Is there any chance of a lawsuit by, say... I dunno... the Baylor rape victims... against the NCAA for their part in enabling the situation down in Baylor through their lack of enforcement of their own rules among member programs?

Personally, I'd love to see three things:

1) Somebody sue the NCAA

2) The university accreditation agencies flex some serious muscle (which they could) by demanding NCAA rule enforcement and pledging to withhold accreditation to any university (with athletic programs of a certain size, etc.) that attempt to go off and set up a separate, more favorable association (as many have suggested would happen if the NCAA started to actually enforce its rules).

3) Not only for Baylor to get the Death Penalty, but for the NCAA to go scorched earth on them and send the loudest, most [ Finebaum ]-your-pants message it could possibly send by tearing them apart, digging up every scrap of a violation they can point to along the way, and then leave a bear head on a pike when they leave as a warning to all other programs.

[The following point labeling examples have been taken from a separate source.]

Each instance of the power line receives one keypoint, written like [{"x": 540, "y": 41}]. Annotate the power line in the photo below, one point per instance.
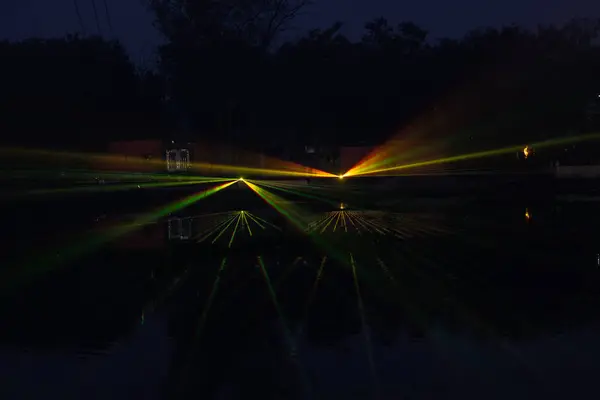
[
  {"x": 81, "y": 25},
  {"x": 96, "y": 17}
]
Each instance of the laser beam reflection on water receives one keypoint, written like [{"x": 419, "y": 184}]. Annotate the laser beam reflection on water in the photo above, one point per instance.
[
  {"x": 12, "y": 278},
  {"x": 365, "y": 329}
]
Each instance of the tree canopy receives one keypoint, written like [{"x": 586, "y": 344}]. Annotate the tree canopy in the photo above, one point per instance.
[{"x": 226, "y": 73}]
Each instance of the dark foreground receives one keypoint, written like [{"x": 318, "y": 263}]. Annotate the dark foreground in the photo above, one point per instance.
[{"x": 473, "y": 300}]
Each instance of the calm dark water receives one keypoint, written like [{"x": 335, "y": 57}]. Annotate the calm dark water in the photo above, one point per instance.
[{"x": 441, "y": 301}]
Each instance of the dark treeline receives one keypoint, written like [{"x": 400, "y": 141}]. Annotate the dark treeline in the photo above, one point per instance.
[{"x": 222, "y": 74}]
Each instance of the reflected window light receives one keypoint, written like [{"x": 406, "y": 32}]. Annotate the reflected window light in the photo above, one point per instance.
[{"x": 178, "y": 160}]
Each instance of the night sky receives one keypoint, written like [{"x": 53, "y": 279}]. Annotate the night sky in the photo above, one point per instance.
[{"x": 132, "y": 24}]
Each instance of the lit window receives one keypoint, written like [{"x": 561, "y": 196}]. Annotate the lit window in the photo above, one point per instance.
[{"x": 178, "y": 160}]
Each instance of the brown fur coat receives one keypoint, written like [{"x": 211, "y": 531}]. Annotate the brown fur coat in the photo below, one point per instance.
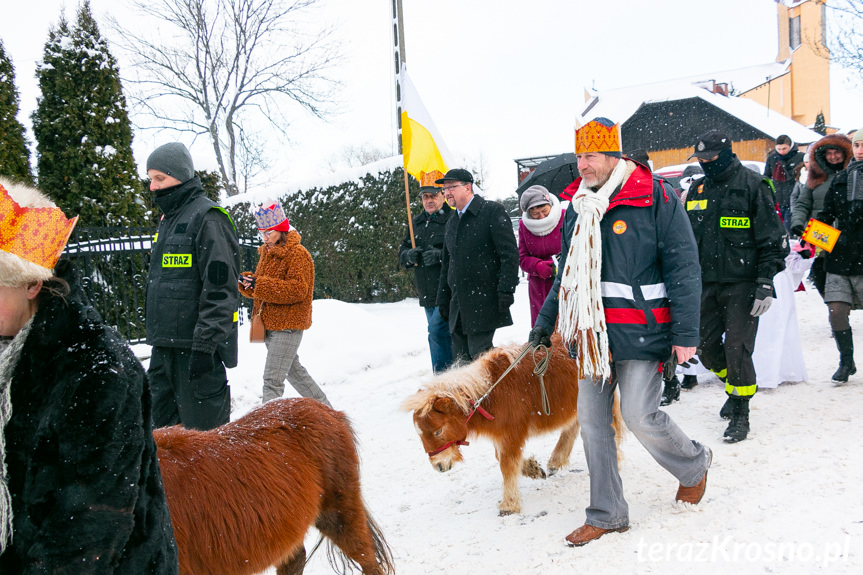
[{"x": 285, "y": 282}]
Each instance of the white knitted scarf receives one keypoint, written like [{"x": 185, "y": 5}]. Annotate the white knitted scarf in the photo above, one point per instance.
[
  {"x": 10, "y": 353},
  {"x": 582, "y": 316}
]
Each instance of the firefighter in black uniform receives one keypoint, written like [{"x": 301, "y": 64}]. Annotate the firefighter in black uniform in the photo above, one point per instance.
[
  {"x": 742, "y": 244},
  {"x": 192, "y": 297}
]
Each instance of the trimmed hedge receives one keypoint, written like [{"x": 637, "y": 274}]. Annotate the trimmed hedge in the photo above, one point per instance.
[{"x": 353, "y": 232}]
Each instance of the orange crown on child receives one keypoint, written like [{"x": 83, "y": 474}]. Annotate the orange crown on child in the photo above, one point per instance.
[
  {"x": 597, "y": 137},
  {"x": 36, "y": 235}
]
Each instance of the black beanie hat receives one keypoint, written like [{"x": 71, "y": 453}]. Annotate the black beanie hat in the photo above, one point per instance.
[{"x": 173, "y": 159}]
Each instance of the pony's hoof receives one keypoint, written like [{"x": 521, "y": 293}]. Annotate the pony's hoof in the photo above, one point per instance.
[{"x": 531, "y": 468}]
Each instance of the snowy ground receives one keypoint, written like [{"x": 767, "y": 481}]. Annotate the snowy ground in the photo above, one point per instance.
[{"x": 787, "y": 500}]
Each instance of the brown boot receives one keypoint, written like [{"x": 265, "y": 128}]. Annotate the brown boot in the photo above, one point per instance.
[
  {"x": 694, "y": 494},
  {"x": 587, "y": 533}
]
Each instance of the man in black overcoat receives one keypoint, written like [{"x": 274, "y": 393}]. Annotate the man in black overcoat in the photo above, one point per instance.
[{"x": 479, "y": 267}]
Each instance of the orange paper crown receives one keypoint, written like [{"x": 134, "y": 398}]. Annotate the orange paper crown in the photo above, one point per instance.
[
  {"x": 594, "y": 137},
  {"x": 37, "y": 235},
  {"x": 427, "y": 178}
]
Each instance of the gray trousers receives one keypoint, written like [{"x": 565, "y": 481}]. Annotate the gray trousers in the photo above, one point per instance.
[
  {"x": 283, "y": 362},
  {"x": 640, "y": 391}
]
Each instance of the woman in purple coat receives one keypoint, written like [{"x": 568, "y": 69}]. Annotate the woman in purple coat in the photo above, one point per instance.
[{"x": 539, "y": 243}]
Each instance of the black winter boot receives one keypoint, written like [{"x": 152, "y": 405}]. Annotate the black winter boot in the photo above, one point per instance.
[
  {"x": 845, "y": 343},
  {"x": 725, "y": 411},
  {"x": 671, "y": 392},
  {"x": 738, "y": 429},
  {"x": 689, "y": 381}
]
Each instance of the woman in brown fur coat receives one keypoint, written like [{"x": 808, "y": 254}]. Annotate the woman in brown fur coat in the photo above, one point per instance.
[{"x": 282, "y": 288}]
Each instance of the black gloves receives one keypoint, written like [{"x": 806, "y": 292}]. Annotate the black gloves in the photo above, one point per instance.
[
  {"x": 539, "y": 336},
  {"x": 504, "y": 301},
  {"x": 763, "y": 297},
  {"x": 443, "y": 310},
  {"x": 545, "y": 269},
  {"x": 431, "y": 257},
  {"x": 413, "y": 256},
  {"x": 201, "y": 364}
]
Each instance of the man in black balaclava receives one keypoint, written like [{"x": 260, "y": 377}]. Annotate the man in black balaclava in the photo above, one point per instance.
[
  {"x": 741, "y": 246},
  {"x": 783, "y": 166}
]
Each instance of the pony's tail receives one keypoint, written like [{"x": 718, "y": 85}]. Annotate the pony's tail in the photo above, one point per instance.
[{"x": 343, "y": 564}]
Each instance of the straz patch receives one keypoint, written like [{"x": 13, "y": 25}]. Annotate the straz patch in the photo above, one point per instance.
[
  {"x": 176, "y": 260},
  {"x": 733, "y": 222}
]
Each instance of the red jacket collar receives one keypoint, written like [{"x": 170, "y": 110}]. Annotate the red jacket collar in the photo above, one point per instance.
[{"x": 637, "y": 190}]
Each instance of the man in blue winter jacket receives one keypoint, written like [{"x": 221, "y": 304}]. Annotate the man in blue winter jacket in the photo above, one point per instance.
[{"x": 626, "y": 297}]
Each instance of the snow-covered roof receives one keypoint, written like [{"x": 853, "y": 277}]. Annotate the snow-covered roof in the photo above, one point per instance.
[
  {"x": 620, "y": 104},
  {"x": 741, "y": 80}
]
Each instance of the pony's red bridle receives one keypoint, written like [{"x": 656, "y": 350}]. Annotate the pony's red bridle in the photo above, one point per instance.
[{"x": 476, "y": 407}]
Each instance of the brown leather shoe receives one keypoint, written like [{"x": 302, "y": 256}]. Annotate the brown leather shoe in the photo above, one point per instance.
[
  {"x": 587, "y": 533},
  {"x": 694, "y": 494}
]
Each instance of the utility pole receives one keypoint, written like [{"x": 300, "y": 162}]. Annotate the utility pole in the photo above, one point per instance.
[{"x": 400, "y": 59}]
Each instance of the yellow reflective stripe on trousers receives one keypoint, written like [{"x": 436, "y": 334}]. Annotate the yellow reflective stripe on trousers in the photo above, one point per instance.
[{"x": 741, "y": 390}]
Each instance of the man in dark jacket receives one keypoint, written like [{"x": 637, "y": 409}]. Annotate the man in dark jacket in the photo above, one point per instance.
[
  {"x": 843, "y": 290},
  {"x": 479, "y": 267},
  {"x": 741, "y": 245},
  {"x": 192, "y": 297},
  {"x": 425, "y": 260},
  {"x": 783, "y": 166},
  {"x": 80, "y": 484},
  {"x": 623, "y": 311}
]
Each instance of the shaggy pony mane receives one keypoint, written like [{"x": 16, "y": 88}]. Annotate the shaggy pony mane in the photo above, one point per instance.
[{"x": 463, "y": 383}]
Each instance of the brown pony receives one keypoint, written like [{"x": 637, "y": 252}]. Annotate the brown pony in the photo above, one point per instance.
[
  {"x": 242, "y": 496},
  {"x": 445, "y": 418}
]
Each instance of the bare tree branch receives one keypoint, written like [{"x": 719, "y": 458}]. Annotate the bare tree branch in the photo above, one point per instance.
[{"x": 226, "y": 63}]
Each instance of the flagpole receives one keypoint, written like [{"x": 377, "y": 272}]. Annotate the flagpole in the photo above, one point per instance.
[{"x": 400, "y": 58}]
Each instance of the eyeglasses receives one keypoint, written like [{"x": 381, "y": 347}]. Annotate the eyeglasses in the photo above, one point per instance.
[{"x": 448, "y": 188}]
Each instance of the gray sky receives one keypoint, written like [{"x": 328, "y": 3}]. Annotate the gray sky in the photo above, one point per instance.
[{"x": 502, "y": 79}]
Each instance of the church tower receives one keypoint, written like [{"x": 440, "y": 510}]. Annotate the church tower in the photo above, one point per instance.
[{"x": 803, "y": 91}]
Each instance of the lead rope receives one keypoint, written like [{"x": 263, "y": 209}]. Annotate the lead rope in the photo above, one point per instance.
[{"x": 539, "y": 369}]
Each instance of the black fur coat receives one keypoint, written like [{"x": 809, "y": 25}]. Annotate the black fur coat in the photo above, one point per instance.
[{"x": 87, "y": 493}]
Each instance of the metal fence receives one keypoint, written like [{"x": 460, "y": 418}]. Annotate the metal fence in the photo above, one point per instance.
[{"x": 113, "y": 264}]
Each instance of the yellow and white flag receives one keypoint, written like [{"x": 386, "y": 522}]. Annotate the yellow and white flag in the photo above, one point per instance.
[{"x": 422, "y": 146}]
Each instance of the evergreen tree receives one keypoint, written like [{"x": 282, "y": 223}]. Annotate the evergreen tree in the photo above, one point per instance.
[
  {"x": 83, "y": 134},
  {"x": 14, "y": 154},
  {"x": 820, "y": 126}
]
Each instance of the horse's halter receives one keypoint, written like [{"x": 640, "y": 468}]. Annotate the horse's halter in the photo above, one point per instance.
[
  {"x": 539, "y": 370},
  {"x": 476, "y": 407}
]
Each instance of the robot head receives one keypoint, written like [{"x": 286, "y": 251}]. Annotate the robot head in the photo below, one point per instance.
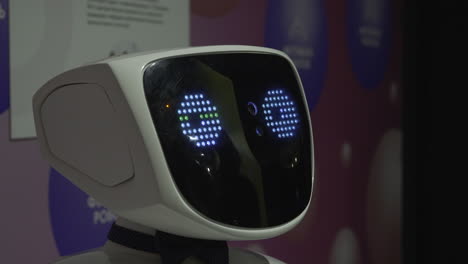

Would love all three but would settle for just the third.
 

BrewingFrog

Was I supposed to type something here?
I needed an elective my last semester and somehow I got into coaching football. The professor was none other than defensive coordinator Gary Patterson. It was me and the entire football team. Tests were open discussion.

I took that class my Senior year, taught by none other than Jim Wacker. Still have the textbook, "Winning Football With The Explosive Veer Offense!" by Wacker hissownself. Best line: "Ya gotta win the big games. Those are the ones fans care about. Look at Fred Akers. He couldn't beat OU. Now he's freezing his ass off in the snow at Purdue!"
 

YA

Active Member
I took coaching football too in Spring of 94'

Professor--which I don't remember the coach--came to class and asked everyone to write down their names and what grade they expected to get. He said he would look at each person's desire and if our GPA's were in line with our expectations then our wish would be granted. Told the fball players that none of them would get an A based on their play last fall and some would get F's. Class was boring and never took roll. I went twice and made an A.
 

Hoosierfrog

Tier 1
As I understand the NCAA problem is that the classes were not a benefit and were open to everyone. I can't believe it took then 7 years to figure that out.
 

Frog DJ

Active Member
I never could find that easy math class, either.

I would up taking algebra in summer school, and on the first day the prof said, "We all know the basics of algebra, so we'll just skip the first three chapters of the text book."

I was lost in the desert from day one, and never had a prayer of passing the course, so I dropped it the second day.

Go Frogs!
 

Hoosierfrog

Tier 1
Actually, the first high five was between Dodgers Gene Burke and Dusty Baker in 1977. “Getting ten” was indeed around during your tenure.

#imDeepsdaddy
Since you want get your validation of the internet, this is also on the web -

" Murray State University basketball player Lamont Sleets has challenged this story though, claiming that he developed the gesture while playing on his college team in the 1960’s."

You want to base your info on "recorded", do you actually believe that was the first? This was on the streets long before that.
 

Westsider

Full Member
Since you want get your validation of the internet, this is also on the web -

" Murray State University basketball player Lamont Sleets has challenged this story though, claiming that he developed the gesture while playing on his college team in the 1960’s."

You want to base your info on "recorded", do you actually believe that was the first? This was on the streets long before that.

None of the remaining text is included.